Non c’è pace per l’agente Betulla. Il Giornale non vuole riprendersi il giornalista radiato e poi iscritto di nuovo all’Ordine dei Giornalisti con codazzo polemico (sinceramente fuoriluogo). Ora, nonostante la tessera restituita definitivamente, Farina scopre che dopo cinque anni il posto di lavoro non è più al caldo. E così, come scrive il Fatto Quotidiano, in via Negri si ribellano:

A volte i rientri a casa sono difficili.
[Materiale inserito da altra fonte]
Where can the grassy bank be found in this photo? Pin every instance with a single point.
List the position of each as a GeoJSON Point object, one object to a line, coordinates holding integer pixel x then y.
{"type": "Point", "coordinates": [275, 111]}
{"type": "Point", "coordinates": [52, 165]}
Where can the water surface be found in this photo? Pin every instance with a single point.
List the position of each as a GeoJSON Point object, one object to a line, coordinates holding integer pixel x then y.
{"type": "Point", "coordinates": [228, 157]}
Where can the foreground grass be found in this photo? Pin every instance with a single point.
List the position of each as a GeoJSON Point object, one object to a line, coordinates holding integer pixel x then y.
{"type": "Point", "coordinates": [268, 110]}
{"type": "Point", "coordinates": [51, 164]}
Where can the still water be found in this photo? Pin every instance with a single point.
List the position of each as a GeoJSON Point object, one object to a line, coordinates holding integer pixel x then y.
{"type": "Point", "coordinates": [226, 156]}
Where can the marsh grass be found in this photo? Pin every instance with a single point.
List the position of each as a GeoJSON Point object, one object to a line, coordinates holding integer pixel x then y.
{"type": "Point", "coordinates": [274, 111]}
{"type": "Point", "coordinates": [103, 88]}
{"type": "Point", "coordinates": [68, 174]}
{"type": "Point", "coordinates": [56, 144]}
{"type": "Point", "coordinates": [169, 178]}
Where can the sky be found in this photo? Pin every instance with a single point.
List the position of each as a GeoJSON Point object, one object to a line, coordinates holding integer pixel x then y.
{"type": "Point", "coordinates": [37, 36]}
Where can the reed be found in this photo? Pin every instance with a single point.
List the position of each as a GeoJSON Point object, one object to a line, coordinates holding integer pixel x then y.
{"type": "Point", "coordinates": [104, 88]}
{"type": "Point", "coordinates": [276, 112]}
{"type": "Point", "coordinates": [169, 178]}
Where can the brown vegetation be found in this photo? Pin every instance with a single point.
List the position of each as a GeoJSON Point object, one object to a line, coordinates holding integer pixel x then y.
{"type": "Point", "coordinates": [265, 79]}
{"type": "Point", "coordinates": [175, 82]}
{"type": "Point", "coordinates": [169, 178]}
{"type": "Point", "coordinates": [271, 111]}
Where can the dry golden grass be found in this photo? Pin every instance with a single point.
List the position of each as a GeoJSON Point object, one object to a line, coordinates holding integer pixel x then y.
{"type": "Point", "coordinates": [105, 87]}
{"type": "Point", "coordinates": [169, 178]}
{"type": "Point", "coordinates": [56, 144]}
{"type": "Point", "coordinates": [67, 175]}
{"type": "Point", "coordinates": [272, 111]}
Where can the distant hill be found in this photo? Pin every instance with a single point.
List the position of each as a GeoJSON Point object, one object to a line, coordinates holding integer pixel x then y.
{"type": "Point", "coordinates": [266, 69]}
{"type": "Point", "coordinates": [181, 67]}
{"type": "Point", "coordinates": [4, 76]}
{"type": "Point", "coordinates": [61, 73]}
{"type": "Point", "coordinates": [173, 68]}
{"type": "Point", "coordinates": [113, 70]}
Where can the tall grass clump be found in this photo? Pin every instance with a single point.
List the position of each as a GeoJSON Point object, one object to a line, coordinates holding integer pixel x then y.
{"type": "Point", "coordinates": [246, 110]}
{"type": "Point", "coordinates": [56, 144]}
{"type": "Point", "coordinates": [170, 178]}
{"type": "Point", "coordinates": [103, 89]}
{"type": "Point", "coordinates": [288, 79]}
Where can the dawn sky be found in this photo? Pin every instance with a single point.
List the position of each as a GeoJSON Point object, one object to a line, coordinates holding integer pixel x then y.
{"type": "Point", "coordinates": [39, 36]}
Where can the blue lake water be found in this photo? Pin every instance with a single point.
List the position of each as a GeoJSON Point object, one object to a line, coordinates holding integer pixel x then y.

L’agenteBetulla, in arte Renato Farina, dal prossimo anno dovrebbe tornare a firmare su “IlGiornale”. La scelta parrebbe obbligata dalle cattive finanze in cui versa Forza Italia di cui il nostro verga quasi quotidianamente, sotto l’occhio attento del capogruppo di Montecitorio Renato Brunetta, il famigerato “Mattinale”. In parole povere Farina deve tornare al Giornale.
E il direttore Alessandro Sallusti certo non farà salti di gioia visto che per un suo pezzo (nascosto dietro la firma Dreyfus) ha rischiato 14 mesi di galera e si è salvato solo per la grazia ricevuta di Giorgio Napolitano.
Del resto anche i colleghi non paiono entusiasti dell’arrivo dell’agente. È iniziata una raccolta di firme per chiedere di farlo “rimbalzare” lontano da via Negri. Pare abbia firmato anche un collega che con Farina, un tempo, condivideva una pericolosa amicizia nei Servizi. Lunedì c’è un’assemblea. All’ordine del giorno:perché deve venire qua?